Trump has repeatedly made clear, including during this war, that if he is unhappy with an ally, he will withdraw American protection. He temporarily cut off intelligence sharing with Ukraine to punish it for refusing to bend to Moscow. He has warned that allies such as Japan and Korea should pay the United States for protection. During this war, he has threatened to leave the Strait of Hormuz closed and hand the problem off to those who need it more than the United States does. Trump’s tactics with allies consist almost entirely of threats: to tariff them, to abandon them, and, in the case of Greenland, to use force to seize their territory. When Trump discovered that he needed the help of allies against Iran, he did not ask them for help or work to persuade them. He simply “demanded” that they do what he said.

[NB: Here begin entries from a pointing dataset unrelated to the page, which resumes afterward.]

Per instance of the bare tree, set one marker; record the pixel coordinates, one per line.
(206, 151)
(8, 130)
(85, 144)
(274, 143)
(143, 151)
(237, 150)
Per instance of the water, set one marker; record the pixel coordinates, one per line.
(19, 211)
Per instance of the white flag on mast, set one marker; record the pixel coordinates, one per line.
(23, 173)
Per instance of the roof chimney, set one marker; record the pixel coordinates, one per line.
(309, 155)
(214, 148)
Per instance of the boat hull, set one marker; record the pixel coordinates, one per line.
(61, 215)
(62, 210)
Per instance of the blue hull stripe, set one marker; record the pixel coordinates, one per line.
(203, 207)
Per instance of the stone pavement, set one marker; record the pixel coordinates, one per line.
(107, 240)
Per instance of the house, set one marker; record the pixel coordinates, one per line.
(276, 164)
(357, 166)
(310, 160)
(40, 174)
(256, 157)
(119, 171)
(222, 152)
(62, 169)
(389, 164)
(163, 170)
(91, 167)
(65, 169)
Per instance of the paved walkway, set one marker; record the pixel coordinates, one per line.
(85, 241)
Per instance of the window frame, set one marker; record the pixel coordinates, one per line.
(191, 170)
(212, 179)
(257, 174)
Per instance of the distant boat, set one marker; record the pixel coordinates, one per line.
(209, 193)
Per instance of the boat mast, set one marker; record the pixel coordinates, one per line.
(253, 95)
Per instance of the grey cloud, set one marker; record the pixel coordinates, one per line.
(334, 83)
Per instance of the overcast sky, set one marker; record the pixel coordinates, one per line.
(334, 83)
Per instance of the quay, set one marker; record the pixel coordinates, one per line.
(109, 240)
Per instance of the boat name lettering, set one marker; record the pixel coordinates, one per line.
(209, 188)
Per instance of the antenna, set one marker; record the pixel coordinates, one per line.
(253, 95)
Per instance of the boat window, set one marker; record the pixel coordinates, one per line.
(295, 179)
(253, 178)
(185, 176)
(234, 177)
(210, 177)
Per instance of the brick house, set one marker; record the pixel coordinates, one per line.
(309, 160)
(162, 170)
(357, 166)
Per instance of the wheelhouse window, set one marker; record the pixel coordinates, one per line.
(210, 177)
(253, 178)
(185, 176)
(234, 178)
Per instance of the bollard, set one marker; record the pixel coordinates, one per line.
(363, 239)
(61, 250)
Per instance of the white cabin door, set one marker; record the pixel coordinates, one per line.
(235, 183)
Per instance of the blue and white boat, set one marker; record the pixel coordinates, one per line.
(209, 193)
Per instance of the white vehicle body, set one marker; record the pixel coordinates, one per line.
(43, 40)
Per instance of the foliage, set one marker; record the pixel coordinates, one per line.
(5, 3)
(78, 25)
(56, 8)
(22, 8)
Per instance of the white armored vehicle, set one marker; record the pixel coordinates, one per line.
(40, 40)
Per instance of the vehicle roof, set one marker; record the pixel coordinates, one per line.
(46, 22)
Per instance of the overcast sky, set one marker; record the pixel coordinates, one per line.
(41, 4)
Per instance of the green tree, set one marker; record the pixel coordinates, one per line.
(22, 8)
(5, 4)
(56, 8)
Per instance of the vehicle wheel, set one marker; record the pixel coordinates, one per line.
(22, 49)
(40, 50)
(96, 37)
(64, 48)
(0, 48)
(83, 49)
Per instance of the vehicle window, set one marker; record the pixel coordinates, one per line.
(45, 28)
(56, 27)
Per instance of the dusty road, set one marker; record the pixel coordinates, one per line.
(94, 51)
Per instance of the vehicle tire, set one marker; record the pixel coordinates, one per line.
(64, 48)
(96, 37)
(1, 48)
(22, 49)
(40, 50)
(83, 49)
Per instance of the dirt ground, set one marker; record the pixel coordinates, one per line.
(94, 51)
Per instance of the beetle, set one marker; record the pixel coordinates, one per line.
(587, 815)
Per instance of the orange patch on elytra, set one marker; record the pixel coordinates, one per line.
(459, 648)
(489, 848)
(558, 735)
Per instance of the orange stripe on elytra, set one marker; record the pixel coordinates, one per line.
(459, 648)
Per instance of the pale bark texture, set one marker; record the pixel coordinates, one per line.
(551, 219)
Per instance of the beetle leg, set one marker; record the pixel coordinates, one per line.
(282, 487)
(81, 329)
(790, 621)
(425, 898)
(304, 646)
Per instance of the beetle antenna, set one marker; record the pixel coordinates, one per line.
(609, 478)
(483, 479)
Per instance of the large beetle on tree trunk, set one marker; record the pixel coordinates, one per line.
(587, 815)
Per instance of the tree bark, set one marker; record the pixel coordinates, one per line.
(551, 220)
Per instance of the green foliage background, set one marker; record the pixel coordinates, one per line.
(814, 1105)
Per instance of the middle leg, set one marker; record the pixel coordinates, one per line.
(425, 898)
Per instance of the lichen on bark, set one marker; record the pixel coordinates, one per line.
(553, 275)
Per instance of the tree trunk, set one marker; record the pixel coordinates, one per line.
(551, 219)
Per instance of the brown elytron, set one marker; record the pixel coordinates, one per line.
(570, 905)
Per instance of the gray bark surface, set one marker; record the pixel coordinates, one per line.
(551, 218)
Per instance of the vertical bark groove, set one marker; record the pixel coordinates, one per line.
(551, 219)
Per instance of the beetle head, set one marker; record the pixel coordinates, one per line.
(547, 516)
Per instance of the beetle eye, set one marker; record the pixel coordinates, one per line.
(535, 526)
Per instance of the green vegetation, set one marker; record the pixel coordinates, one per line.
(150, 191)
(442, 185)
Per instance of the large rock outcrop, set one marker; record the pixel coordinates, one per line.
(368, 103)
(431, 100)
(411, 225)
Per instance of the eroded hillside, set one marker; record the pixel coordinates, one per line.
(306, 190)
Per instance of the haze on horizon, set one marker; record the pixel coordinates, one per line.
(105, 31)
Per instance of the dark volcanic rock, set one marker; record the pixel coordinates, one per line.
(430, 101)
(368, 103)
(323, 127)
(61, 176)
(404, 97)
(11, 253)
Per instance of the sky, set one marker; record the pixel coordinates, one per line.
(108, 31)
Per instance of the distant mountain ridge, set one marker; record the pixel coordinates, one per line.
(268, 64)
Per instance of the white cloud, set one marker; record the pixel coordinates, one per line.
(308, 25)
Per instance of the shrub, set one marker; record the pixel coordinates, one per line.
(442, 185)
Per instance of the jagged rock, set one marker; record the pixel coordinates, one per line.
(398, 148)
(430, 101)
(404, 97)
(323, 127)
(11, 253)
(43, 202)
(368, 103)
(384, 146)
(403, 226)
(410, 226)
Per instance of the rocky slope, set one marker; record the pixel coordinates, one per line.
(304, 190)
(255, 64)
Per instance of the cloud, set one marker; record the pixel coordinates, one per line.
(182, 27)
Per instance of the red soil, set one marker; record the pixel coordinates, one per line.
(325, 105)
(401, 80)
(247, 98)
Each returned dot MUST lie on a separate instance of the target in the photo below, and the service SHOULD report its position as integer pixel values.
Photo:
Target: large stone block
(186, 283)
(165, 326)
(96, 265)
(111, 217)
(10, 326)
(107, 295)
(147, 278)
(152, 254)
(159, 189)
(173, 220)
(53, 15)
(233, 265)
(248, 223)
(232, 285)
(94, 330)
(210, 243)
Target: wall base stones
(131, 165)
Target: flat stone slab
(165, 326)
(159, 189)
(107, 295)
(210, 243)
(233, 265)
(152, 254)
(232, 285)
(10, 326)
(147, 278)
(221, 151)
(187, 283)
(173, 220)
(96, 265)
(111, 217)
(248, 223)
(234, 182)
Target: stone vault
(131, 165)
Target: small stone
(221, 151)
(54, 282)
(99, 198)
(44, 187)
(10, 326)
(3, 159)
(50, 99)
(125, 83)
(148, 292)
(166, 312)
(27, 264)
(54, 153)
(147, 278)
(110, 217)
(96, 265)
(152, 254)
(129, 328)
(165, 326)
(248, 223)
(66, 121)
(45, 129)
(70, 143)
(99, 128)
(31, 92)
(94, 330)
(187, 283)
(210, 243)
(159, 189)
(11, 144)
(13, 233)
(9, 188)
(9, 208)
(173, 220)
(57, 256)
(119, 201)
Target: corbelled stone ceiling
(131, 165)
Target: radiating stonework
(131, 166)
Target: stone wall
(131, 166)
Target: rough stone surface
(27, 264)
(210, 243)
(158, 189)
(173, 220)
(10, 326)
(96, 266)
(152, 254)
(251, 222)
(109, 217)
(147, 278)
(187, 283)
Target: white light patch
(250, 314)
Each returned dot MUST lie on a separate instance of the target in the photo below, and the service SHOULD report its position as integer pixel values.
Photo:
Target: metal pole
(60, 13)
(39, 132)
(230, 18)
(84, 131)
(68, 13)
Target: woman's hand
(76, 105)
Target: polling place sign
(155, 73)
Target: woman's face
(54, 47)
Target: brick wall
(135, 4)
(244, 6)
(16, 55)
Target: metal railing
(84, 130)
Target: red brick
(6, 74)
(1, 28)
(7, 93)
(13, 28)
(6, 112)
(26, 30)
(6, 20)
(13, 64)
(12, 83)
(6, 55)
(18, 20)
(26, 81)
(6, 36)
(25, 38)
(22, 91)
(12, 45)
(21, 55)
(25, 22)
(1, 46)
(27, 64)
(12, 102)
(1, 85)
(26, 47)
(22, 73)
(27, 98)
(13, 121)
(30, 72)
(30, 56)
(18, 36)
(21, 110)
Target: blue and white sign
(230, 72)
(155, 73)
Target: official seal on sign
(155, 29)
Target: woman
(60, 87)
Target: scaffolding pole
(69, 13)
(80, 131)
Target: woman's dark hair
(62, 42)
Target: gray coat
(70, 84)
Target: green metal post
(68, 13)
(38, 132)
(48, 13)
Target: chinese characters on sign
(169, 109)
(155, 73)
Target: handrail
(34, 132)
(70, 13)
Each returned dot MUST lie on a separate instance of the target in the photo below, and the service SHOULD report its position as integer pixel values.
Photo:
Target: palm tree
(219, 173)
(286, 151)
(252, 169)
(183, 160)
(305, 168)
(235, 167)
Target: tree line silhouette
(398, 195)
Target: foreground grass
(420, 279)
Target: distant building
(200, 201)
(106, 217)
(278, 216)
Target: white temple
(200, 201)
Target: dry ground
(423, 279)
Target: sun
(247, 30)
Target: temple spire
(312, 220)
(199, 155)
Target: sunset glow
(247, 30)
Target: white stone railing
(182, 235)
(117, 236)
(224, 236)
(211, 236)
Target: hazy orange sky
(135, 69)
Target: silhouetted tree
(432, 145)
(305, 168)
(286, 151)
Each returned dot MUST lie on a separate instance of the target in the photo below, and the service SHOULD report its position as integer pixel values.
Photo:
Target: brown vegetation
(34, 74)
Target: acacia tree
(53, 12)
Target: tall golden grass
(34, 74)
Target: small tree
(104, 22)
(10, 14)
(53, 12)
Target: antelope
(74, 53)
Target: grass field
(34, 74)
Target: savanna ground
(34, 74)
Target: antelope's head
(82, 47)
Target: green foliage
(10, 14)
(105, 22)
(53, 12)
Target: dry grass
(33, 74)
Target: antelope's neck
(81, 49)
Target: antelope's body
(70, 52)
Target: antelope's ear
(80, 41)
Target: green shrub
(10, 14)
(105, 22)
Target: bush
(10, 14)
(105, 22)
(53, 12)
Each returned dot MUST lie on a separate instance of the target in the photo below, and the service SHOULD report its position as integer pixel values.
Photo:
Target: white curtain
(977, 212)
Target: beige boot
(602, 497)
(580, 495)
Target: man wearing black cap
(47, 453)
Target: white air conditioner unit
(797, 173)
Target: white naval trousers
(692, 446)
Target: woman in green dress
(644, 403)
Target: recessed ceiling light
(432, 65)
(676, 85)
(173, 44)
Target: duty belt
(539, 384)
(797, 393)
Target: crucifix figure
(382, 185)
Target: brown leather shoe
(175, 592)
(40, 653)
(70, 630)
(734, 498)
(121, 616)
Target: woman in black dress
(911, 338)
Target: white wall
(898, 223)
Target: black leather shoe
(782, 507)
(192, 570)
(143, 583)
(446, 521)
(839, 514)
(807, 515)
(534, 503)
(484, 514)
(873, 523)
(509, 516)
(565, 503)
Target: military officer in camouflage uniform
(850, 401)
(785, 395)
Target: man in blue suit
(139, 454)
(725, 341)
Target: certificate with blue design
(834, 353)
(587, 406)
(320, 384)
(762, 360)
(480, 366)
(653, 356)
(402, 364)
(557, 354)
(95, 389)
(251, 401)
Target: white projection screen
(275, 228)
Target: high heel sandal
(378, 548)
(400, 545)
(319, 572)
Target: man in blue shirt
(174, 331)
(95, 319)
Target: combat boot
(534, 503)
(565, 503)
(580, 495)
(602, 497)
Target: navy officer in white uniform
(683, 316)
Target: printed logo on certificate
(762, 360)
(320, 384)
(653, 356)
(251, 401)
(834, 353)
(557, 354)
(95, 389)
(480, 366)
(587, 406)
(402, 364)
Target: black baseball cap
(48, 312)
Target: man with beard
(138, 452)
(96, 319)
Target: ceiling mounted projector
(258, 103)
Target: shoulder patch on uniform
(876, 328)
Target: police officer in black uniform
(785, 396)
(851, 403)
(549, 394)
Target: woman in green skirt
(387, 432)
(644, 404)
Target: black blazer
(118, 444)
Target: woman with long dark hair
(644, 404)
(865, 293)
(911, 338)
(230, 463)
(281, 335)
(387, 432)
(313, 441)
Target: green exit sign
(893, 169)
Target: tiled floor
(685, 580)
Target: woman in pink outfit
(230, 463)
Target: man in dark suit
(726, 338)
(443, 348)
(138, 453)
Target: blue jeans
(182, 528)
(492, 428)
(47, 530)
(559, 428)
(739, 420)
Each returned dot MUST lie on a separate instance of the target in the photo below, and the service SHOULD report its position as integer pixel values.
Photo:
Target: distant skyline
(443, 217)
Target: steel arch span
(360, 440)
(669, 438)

[T]hroughout the Cold War and for nearly four decades after it, allies and partners across the globe clung to the American order through thick and thin. It survived unpopular wars in Vietnam and Iraq. It survived made-in-America global economic calamities, such as the 2008 financial crisis. It even survived America’s relative economic and military decline. . . . Those days are now over and will not soon return. Nations that once bandwagoned with the United States will now remain aloof or align against it—not because they want to, but because the United States leaves them no choice, because it will neither protect them nor refrain from exploiting them. Welcome to the era of the rogue American superpower. It will be lonely and dangerous.